Student seminar exercises

  1. Some exercises from Yuhan
  2. Determine the dimension of H_k, the space of spherical harmonics of degree k on S^{n-1}.
  3. Write down some examples of spherical harmonics.
  4. Explain the decomposition P_k=\hat{H}_k\oplusr^2\hat{H}_{k-2} \oplusr^4\hat{H}_{k-4}\oplus\cdots, or equivalently, \mathbb{C}[x_1,\ldots,x_n]=\oplus_{k\geq 0}E_k\otimes H_k.
  5. Explain why E_k is an irreducible representation of \mathfrak{sl}_2(\mathbb{R}).

2022 S2

  1. Describe the Bruhat decomposition for GL_n\mathbb{C} explicitly for small n.
  2. Explain why almost all g\in GL_n\mathbb{C} have a unique factorisation g=n^-b, where n^-\in N^- and b\in B. Here n^-\in N^- is the subgroup of lower-triangular matrices with 1’s on the diagonal, and B is the subgroup of upper-triangular matrices.
  3. List a few examples of locally convex, complete, topological vector spaces.
  4. Explain the completed direct sum in Theorem 6.4.
  5. Explain why the Heisenberg group N/Z is not a matrix group.
  6. Explain why the generic fiber of the map T\times G/T\to G consists of |W| many points in the case of G=U(n) and in general.
  7. Compute the Jacobian of the map T\times G/T\to G in the case of G=U(n) and in general.

2022 S1

  1. What are the groups E_2,E_3?
  2. Compute the dimension of SO(n,\mathbb{R}).
  3. What are the Lie algebras of the matrix groups GL(n,\mathbb{R}),SL(n,\mathbb{R}), SO(n,\mathbb{R})?
  4. What is SO(3,\mathbb{R}) as a manifold?
  5. Verify that the map T_g, g=\cos\theta+u\sin\theta indeed is rotation about the axis u through the angle 2\theta.
  6. Show that the Lie algebras of SU_2 and SO_3 are isomorphic (as Lie algebras).
  7. Construct the double coverings SU_2\times SU_2\to SO_4, SL_2\mathbb{C}\to SO_{1,3}^+,\ SL_2\mathbb{R}\to SO_{1,2}^+ and SO_4\to SO_3\times SO_3.
  8. Consider the action of SO(4) on \wedge^2\mathbb{R}^4. Find a decomposition of \wedge^2\mathbb{R}^4 into the direct sum of two stable subspaces.
  9. Explain the picture of SL_2\mathbb{R}. What is the simply connected covering group of SL_2\mathbb{R}?
  10. Show that the space of complex structures on \mathbb{R}^{2n} compatible with the inner product is isomorphic to the isotropic Grassmannian of \mathbb{C}^{2n}.
  11. For the sphere S^{n-1}, find an isometry f_x which reverses geodesics through x.
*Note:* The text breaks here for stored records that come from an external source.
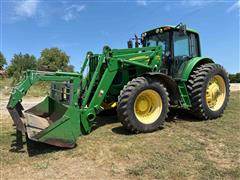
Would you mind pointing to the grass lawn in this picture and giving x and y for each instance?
(184, 148)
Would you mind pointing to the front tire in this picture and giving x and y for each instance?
(208, 88)
(143, 105)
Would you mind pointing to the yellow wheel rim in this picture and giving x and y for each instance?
(216, 93)
(148, 106)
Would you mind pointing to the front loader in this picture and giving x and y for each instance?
(142, 83)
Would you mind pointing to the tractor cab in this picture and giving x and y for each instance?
(178, 44)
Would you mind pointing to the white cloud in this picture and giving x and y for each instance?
(234, 6)
(142, 2)
(26, 8)
(72, 12)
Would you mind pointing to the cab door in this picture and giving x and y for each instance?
(184, 47)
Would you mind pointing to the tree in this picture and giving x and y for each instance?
(2, 60)
(54, 59)
(20, 63)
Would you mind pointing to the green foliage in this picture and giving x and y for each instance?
(20, 63)
(234, 78)
(53, 59)
(2, 60)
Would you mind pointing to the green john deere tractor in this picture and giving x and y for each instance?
(164, 69)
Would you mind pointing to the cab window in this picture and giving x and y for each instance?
(181, 44)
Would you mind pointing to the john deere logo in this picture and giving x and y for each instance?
(138, 58)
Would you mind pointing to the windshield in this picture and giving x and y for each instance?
(159, 40)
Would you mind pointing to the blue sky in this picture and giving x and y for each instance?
(79, 26)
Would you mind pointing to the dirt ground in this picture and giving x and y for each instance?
(183, 149)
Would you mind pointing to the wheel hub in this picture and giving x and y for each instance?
(148, 106)
(215, 93)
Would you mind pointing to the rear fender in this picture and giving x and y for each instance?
(169, 83)
(186, 69)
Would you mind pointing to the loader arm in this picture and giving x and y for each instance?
(30, 78)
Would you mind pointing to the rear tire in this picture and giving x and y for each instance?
(208, 88)
(143, 105)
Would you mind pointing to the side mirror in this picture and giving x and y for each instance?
(136, 41)
(183, 29)
(130, 44)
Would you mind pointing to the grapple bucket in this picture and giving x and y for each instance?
(49, 122)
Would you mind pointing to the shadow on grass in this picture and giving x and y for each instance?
(33, 148)
(36, 148)
(173, 116)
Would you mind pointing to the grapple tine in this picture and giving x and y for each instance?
(16, 114)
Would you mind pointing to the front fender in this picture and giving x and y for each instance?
(169, 83)
(186, 69)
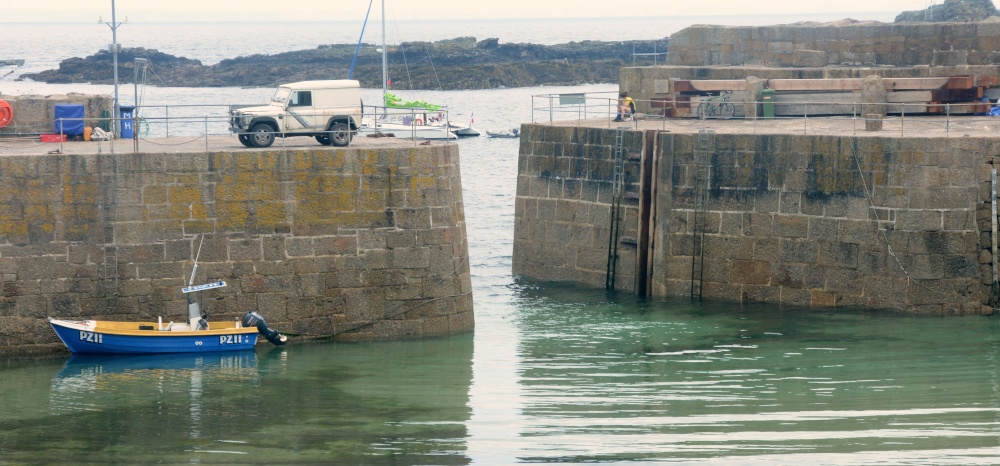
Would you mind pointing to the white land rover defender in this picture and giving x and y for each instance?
(328, 110)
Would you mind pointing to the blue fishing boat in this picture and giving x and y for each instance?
(197, 335)
(194, 336)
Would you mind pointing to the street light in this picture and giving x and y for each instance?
(114, 48)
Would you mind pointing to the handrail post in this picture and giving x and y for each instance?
(947, 119)
(902, 118)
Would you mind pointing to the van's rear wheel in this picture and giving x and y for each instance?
(262, 135)
(340, 134)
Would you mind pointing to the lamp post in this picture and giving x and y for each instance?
(114, 58)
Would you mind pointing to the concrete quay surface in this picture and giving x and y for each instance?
(186, 144)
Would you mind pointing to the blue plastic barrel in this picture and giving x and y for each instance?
(128, 127)
(69, 119)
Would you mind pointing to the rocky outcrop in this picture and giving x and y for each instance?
(952, 11)
(460, 63)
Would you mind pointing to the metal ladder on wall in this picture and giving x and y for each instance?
(703, 166)
(617, 190)
(109, 259)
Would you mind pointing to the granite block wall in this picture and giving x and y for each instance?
(874, 222)
(563, 208)
(349, 244)
(842, 43)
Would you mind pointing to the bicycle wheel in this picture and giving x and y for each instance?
(704, 109)
(726, 110)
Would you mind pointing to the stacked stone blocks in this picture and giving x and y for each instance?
(799, 220)
(355, 244)
(810, 45)
(563, 208)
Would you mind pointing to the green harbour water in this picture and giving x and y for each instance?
(568, 376)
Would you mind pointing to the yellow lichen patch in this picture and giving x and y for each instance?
(231, 215)
(372, 200)
(271, 214)
(199, 211)
(180, 211)
(422, 182)
(184, 194)
(81, 194)
(152, 195)
(371, 165)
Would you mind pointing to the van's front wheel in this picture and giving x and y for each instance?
(262, 135)
(340, 134)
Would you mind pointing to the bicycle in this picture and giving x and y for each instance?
(717, 107)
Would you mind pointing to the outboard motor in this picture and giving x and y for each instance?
(253, 319)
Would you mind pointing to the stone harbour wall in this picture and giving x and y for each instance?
(350, 244)
(841, 43)
(563, 208)
(824, 221)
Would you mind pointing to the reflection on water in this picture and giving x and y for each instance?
(606, 380)
(396, 402)
(569, 375)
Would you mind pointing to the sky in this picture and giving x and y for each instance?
(77, 11)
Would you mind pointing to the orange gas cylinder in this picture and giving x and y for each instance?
(6, 113)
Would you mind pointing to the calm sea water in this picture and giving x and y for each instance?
(553, 373)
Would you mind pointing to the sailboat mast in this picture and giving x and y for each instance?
(385, 59)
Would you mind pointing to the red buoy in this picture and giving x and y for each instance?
(6, 113)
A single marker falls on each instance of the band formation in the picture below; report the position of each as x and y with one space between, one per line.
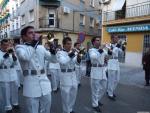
40 70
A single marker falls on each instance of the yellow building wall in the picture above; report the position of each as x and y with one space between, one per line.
105 35
134 40
74 37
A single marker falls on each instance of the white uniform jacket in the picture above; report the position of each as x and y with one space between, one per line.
9 74
33 59
67 78
53 64
113 62
97 59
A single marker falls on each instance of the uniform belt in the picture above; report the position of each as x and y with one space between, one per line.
33 72
97 65
67 70
6 67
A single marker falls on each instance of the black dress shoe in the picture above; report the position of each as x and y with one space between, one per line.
97 109
99 103
114 95
9 111
17 107
147 84
112 98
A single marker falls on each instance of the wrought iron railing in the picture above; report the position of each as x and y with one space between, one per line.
137 10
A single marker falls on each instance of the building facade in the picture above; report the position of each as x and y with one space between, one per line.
130 19
74 18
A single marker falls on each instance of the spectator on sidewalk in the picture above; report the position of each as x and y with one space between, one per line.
146 66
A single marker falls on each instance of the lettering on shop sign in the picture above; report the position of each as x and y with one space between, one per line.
137 28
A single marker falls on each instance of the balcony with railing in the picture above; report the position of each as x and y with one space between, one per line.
134 13
15 33
55 3
51 23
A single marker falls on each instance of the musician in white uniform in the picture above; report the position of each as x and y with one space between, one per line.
8 77
36 85
113 67
68 78
54 69
98 73
77 67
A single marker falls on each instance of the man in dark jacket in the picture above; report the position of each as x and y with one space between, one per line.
146 66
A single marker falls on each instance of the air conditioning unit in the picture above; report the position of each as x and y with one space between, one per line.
66 10
104 1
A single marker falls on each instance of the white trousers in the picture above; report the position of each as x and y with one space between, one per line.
38 104
20 78
113 79
55 78
68 95
9 93
98 88
78 74
80 71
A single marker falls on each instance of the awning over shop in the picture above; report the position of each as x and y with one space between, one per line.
118 5
132 28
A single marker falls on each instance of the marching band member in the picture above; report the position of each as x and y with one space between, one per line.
54 69
98 74
8 76
36 85
77 67
113 66
68 78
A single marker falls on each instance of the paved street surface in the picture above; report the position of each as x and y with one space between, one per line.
132 95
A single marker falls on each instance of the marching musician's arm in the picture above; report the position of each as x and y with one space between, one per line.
62 59
93 55
47 54
22 54
76 60
1 59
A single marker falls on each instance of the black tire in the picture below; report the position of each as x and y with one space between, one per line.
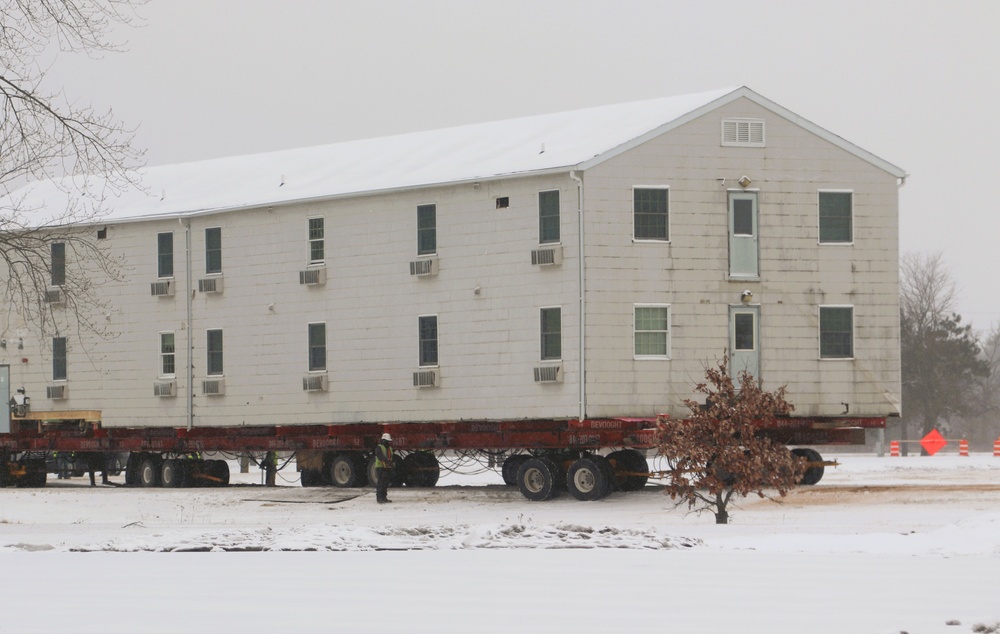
813 473
510 467
310 478
148 471
344 471
218 469
171 473
421 469
536 479
587 479
630 468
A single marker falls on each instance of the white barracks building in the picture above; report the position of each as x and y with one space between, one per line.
581 264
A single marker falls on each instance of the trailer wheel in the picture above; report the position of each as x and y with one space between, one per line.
148 472
510 467
171 473
421 469
536 479
587 479
344 471
814 473
632 463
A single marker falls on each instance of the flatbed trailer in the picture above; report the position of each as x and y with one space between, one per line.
591 457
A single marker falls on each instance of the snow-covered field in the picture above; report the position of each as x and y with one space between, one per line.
881 545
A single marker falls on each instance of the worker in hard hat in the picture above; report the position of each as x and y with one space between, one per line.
383 468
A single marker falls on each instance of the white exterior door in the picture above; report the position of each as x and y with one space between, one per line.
743 260
744 340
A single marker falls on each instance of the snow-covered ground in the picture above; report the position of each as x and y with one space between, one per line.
881 545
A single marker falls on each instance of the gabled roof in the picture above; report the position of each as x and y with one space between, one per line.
540 144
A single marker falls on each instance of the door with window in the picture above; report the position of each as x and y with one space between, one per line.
743 259
744 340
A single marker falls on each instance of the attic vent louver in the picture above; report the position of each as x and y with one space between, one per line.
743 132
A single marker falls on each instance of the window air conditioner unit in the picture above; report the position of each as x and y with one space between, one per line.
165 388
425 378
210 285
312 277
314 383
164 288
55 392
547 256
548 374
213 387
423 267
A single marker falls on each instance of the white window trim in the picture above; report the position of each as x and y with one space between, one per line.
670 327
159 340
538 202
416 232
310 240
738 121
632 215
438 321
853 226
540 309
819 333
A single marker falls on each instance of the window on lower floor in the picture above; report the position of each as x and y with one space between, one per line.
551 333
836 217
59 358
427 325
213 366
836 332
651 217
652 331
317 347
168 365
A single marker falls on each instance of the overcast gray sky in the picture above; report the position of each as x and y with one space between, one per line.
914 81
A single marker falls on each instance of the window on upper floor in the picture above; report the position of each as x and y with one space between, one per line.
213 250
651 216
168 365
59 358
652 332
836 217
836 332
426 229
548 217
58 263
213 346
317 250
165 254
317 347
743 132
551 333
427 325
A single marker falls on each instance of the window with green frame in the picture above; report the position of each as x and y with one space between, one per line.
551 333
652 331
548 217
651 215
836 217
836 332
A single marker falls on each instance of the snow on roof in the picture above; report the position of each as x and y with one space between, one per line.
536 144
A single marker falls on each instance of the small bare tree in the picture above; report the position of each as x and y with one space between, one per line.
48 143
717 453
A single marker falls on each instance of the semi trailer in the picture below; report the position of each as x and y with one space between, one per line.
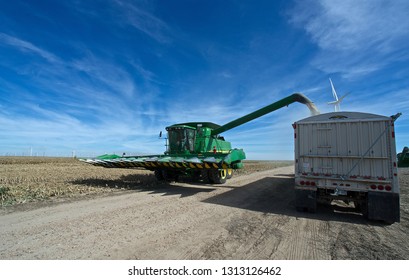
351 157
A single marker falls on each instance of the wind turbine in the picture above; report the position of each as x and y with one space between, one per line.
337 100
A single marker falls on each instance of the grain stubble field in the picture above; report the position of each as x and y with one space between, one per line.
125 214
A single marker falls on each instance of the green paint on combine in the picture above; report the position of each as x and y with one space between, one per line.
197 149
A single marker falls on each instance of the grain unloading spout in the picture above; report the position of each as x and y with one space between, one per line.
295 97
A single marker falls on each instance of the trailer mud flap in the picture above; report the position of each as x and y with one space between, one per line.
384 207
306 200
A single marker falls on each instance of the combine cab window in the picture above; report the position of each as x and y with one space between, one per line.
181 140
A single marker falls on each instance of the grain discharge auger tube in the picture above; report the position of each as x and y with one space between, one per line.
197 149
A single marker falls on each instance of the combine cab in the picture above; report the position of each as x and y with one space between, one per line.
197 149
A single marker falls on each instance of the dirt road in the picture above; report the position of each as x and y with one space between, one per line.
251 217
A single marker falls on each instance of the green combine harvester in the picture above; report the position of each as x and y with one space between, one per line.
197 149
403 158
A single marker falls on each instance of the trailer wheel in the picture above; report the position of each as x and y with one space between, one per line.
306 200
218 176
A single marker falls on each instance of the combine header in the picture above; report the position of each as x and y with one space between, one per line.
197 149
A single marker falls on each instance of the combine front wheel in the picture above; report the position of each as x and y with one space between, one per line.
229 173
218 176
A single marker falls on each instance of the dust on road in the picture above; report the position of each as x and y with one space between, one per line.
251 217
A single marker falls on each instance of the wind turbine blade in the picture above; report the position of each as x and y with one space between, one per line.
340 99
337 107
334 93
333 102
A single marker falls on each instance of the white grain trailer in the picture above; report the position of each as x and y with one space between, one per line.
348 156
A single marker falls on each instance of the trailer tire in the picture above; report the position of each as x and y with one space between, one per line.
306 200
Let G=O(n) be the isometry group of S^{n-1}. Consider the automorphism \alpha:G\to G,\,g\mapsto f_{x_0}\circ g\circ f_{x_0}, where x_0 is a fixed point on the sphere. What is the fixed point subgroup G^\alpha? What is the stabiliser group H of x_0 in G? What is the relation between G^\alpha and H?
  12. Show that the positive-definite symmetric matrices form an open subset of the vector space of symmetric matrices.
  13. Prove that an open convex subset in \mathbb{R}^n is homeomorphic to \mathbb{R}^n.
  14. Describe the polar decomposition of GL(n,\mathbb{C}). That is, every invertible complex n\times n matrix has a unique factorisation into a positive-definite Hermitian matrix and a unitary matrix (or the other way around).
  15. Describe the analogous decomposition in Theorem 4.2 for GL(n,\mathbb{R}).
  16. Describe the cell decomposition of GL_n\mathbb{C}/B explicitly for small n.
  17. Find a maximal torus for the Lie groups SO_{n}\mathbb{R}, U_n,SU_n,Sp_{2n}\mathbb{R}.
  18. Define a smooth structure on O_3, the projective space \mathbb{P}_{\mathbb{R}}^n, the Grassmannian Gr_k(\mathbb{R}^n).
  19. Find the tangent space at the identity (Lie algebras) of the Lie groups SO_{n}\mathbb{R}, U_n,SU_n,Sp_{2n}\mathbb{R}.